By Giuseppe Fonte, Gavin Jones and Elvira Pollina
ROME (Reuters) -Italy approved on Monday two decrees providing for the economy ministry to take a stake of up to 20% in Telecom Italia’s (TIM) landline grid.
The scheme implements a Memorandum of Understanding (MoU) signed on Aug. 10 between the Treasury and U.S. fund KKR over a joint takeover of NetCo, a venture comprising both TIM’s domestic fixed-access network and submarine cable unit Sparkle.
“The government took action to defend the national interest and the workers,” Prime Minister Giorgia Meloni said in a statement.
KKR has offered around 23 billion euros ($24.85 billion) for NetCo once debt and a number of variable items are included, while also leaving the door open for the government to join its bid and maintain oversight of the asset.
Economy Minister Giancarlo Giorgetti told reporters the decrees would allow the Treasury to acquire a minority stake in NetCo worth “up to 2.2 billion euros”, partnering with KKR and other domestic players.
“What the government is interested in is reaffirming the public control over certain strategic choices regarding an infrastructure that we deem as strategic,” he said.
Rome will issue sovereign bonds to fund its investment, according to a source familiar with the matter.
However, the acquisition will replace other financial operations that have already been factored into Italy’s latest public finance estimates, so the debt-to-GDP ratio will not be affected, the source added.
Reuters has previously reported that Italian infrastructure fund F2I is also set to invest in NetCo, raising the combined stake in Italian hands to around 30% to 35%.
Giorgetti said state lender Cassa Depositi e Prestiti (CDP) could also invest in the venture.

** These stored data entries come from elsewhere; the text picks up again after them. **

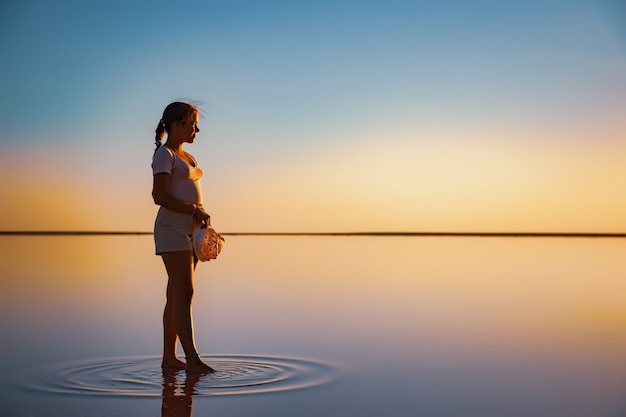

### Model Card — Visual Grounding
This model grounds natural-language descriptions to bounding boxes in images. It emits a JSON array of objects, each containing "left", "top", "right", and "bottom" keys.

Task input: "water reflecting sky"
[{"left": 1, "top": 235, "right": 625, "bottom": 416}]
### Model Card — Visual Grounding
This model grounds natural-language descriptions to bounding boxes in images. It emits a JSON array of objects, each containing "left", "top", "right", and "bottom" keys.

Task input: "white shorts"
[{"left": 154, "top": 207, "right": 195, "bottom": 254}]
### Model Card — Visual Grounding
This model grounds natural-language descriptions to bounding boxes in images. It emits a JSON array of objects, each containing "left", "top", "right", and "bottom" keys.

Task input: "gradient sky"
[{"left": 1, "top": 0, "right": 625, "bottom": 232}]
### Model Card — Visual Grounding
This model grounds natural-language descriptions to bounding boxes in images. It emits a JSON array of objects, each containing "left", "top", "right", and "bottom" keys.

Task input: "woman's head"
[{"left": 155, "top": 101, "right": 200, "bottom": 148}]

TIM’s network is Italy’s main telecommunications infrastructure and the government has been looking for years to ensure investments are carried out to upgrade it to fast fibre optics from copper.

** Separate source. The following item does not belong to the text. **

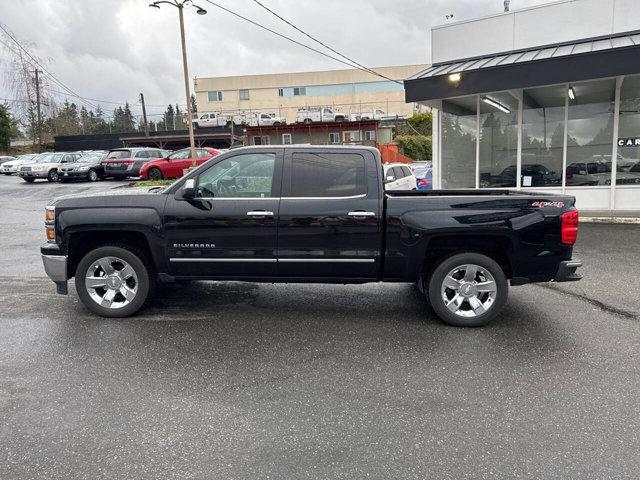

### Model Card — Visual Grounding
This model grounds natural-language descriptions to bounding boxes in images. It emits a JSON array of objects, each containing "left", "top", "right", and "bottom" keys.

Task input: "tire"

Crippled by 26 billion euros in net debt and burning cash, TIM has resorted to hiving off its main asset to shed debt and staff, in a move that would be a first in a major European country among former phone monopolies.
While the decrees provide political blessing for KKR’s approach, the grid sale also requires the backing from TIM’s top investor Vivendi, which has so far demanded a higher valuation to back any deal.
With a near 24% stake, the French media giant’s position might still be a hurdle to its completion.